Twitter is believed to be holding fresh early-stage talks with Facebook and Google executives, over acquiring the microblogging service, with a valuation as high as $10bn (€7.3bn) according to a report.
Sources at both Facebook and Google have reportedly told The Wall Street Journal that ‘low level talks’ between the respective companies and Twitter have occurred over recent months, which could result the micoblogging company being acquired, despite its founders having always say they would never sell the service.
The talks are not believed to have progressed far yet, but according to the report, the talks have led to a Twitter valuation of $10bn, only two months on from the site being valued at $3.4bn, post its last round of investment.
Both Evan Williams, Twitter’s co-founder, and Dick Costolo, the company’s chief executive, have repeatedly told The Telegraph that the site it not for sale.

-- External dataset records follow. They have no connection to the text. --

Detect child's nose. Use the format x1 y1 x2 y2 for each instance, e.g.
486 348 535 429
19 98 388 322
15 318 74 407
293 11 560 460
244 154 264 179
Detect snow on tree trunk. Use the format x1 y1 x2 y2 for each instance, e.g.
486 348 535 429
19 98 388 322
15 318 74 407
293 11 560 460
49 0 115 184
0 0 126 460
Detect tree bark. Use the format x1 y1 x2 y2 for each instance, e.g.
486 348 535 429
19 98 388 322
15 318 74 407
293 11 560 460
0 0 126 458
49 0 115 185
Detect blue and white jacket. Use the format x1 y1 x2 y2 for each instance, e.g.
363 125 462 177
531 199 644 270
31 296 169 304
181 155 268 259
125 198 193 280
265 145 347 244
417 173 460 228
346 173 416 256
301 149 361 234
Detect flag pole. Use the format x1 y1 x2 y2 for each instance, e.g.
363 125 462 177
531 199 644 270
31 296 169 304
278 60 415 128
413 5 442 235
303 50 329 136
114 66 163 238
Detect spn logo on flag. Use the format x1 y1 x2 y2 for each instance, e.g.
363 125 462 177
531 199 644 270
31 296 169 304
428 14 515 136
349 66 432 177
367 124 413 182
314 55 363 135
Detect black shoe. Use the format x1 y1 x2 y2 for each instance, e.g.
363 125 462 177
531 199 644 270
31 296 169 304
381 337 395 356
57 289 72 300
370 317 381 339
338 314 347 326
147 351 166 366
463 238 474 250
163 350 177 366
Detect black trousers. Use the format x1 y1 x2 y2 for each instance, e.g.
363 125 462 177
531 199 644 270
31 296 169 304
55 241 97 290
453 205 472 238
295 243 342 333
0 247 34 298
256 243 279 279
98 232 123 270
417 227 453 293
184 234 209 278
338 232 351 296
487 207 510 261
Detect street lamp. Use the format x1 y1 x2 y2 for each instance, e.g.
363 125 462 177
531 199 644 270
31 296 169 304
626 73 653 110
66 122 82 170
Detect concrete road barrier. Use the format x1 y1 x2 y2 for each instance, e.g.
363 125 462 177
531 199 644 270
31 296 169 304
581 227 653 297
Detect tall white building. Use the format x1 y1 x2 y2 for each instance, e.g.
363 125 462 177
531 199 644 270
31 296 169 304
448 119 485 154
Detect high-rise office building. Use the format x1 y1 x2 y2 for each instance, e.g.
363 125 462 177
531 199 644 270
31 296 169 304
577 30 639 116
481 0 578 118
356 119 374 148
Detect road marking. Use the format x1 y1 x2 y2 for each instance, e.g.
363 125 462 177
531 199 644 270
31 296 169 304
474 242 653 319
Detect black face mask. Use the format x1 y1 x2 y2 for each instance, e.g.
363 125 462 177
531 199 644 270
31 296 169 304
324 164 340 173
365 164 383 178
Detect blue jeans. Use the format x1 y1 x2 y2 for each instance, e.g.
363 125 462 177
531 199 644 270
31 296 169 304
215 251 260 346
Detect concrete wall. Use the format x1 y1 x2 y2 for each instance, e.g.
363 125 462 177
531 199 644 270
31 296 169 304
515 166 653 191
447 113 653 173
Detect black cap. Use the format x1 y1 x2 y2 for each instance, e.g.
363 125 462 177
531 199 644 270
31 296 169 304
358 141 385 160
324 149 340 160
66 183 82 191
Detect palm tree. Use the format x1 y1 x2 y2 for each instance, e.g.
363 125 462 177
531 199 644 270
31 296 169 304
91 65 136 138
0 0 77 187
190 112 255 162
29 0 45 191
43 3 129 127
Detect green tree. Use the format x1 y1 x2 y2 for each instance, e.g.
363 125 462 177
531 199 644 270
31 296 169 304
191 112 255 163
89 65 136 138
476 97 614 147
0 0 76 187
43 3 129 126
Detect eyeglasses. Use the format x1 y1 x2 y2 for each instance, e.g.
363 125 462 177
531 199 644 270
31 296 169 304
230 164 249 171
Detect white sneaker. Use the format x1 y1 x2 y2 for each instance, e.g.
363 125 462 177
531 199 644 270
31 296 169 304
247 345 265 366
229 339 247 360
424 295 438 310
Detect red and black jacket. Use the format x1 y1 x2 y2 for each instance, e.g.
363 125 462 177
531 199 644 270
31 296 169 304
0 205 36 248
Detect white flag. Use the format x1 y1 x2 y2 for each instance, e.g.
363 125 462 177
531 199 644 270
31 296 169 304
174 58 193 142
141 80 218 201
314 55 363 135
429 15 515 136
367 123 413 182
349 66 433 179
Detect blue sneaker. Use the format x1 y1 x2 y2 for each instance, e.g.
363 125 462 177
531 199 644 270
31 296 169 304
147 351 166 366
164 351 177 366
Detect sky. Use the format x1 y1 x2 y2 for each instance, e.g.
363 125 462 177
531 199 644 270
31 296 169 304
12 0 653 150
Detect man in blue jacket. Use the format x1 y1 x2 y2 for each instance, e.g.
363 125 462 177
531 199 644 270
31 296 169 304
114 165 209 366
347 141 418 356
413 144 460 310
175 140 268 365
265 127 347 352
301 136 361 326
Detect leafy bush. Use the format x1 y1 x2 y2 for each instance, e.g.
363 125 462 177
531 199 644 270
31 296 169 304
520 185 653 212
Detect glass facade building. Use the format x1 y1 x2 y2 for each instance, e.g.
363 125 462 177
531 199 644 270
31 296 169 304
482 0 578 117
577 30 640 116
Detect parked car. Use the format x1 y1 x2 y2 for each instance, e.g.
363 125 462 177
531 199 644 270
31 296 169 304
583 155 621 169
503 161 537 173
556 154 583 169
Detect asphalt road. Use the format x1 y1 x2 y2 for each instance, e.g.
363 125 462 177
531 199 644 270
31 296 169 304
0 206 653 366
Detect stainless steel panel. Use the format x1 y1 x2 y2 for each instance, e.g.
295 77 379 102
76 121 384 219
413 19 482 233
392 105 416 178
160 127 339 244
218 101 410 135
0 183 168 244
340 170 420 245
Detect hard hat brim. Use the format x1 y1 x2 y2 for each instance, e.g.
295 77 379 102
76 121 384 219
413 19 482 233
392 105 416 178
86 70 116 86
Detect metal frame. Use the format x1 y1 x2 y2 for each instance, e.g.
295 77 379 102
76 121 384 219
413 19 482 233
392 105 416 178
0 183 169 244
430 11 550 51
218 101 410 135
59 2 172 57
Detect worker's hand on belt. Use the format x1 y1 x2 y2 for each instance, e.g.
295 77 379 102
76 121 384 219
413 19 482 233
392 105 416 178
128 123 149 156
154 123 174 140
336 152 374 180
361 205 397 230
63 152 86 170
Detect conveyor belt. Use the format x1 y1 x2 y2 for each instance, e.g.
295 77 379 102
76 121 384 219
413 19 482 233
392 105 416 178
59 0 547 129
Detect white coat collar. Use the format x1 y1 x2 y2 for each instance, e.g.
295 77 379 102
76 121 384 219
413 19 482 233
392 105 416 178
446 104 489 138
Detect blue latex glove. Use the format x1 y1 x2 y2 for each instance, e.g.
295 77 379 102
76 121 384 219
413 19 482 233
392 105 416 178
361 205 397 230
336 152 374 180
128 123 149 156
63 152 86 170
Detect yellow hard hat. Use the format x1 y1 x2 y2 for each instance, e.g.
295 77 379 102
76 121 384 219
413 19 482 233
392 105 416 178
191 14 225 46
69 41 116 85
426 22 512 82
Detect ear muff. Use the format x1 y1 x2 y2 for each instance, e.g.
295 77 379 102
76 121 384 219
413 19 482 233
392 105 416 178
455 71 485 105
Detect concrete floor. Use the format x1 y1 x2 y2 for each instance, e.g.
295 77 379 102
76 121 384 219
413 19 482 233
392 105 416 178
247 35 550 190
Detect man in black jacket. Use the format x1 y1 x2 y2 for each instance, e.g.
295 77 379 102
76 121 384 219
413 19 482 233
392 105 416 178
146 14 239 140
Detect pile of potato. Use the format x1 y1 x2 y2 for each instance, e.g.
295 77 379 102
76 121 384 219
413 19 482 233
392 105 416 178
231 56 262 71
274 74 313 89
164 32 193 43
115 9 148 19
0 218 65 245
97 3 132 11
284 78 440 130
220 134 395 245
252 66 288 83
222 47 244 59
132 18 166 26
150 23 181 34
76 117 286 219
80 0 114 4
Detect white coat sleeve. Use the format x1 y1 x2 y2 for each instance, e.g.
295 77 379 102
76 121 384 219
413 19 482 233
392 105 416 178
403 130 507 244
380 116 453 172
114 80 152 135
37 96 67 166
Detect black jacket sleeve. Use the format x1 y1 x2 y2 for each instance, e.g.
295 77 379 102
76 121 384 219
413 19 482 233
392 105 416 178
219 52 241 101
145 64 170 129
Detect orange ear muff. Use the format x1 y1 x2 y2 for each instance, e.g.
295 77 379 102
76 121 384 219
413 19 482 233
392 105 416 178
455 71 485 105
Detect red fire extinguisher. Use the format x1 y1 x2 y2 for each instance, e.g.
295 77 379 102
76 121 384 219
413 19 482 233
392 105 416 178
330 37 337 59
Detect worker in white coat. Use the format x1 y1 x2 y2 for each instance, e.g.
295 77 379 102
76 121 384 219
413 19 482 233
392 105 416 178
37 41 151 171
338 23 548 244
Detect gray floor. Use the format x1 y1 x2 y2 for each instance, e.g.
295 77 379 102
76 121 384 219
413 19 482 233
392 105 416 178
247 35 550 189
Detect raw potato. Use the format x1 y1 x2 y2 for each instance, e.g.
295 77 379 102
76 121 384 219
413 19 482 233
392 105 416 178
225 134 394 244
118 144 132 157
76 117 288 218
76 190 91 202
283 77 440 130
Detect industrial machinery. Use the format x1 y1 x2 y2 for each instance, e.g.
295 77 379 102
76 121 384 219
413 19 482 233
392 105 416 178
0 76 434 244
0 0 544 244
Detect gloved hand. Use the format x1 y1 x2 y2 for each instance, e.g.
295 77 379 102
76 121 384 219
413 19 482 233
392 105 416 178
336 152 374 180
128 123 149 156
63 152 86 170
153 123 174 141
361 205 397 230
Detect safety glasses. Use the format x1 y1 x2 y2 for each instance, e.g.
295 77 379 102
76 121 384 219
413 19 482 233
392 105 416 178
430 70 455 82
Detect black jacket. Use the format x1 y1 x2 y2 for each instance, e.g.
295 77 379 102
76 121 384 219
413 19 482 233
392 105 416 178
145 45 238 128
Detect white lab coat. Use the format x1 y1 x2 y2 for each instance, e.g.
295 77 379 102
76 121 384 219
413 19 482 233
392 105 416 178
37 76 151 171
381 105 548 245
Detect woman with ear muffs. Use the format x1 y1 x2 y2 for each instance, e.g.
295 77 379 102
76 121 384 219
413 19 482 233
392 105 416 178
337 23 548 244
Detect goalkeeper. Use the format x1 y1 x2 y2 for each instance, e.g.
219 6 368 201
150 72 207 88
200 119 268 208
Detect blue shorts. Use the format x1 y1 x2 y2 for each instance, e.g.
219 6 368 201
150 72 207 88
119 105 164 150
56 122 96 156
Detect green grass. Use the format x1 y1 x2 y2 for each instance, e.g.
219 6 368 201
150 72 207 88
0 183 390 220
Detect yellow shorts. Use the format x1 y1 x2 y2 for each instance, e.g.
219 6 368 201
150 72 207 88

However, the site, despite the roll out of its advertising product and promoted tools during 2010, is believed to have made a loss last year, despite revenues of $45m.
Analysts believe that Twitter could be at least looking to form deep partnerships with either Google or Facebook so its influence spreads beyond its own network.
It is also believed not to be the first time that both sites have expressed interest in buying Twitter – with previous acquisition rumours doing the rounds in 2009.
Twitter was unavailable for comment.
The news follows hot on the heels of another major tech start up acquisition. Earlier this week AOL bought The Huffington Post for $315m.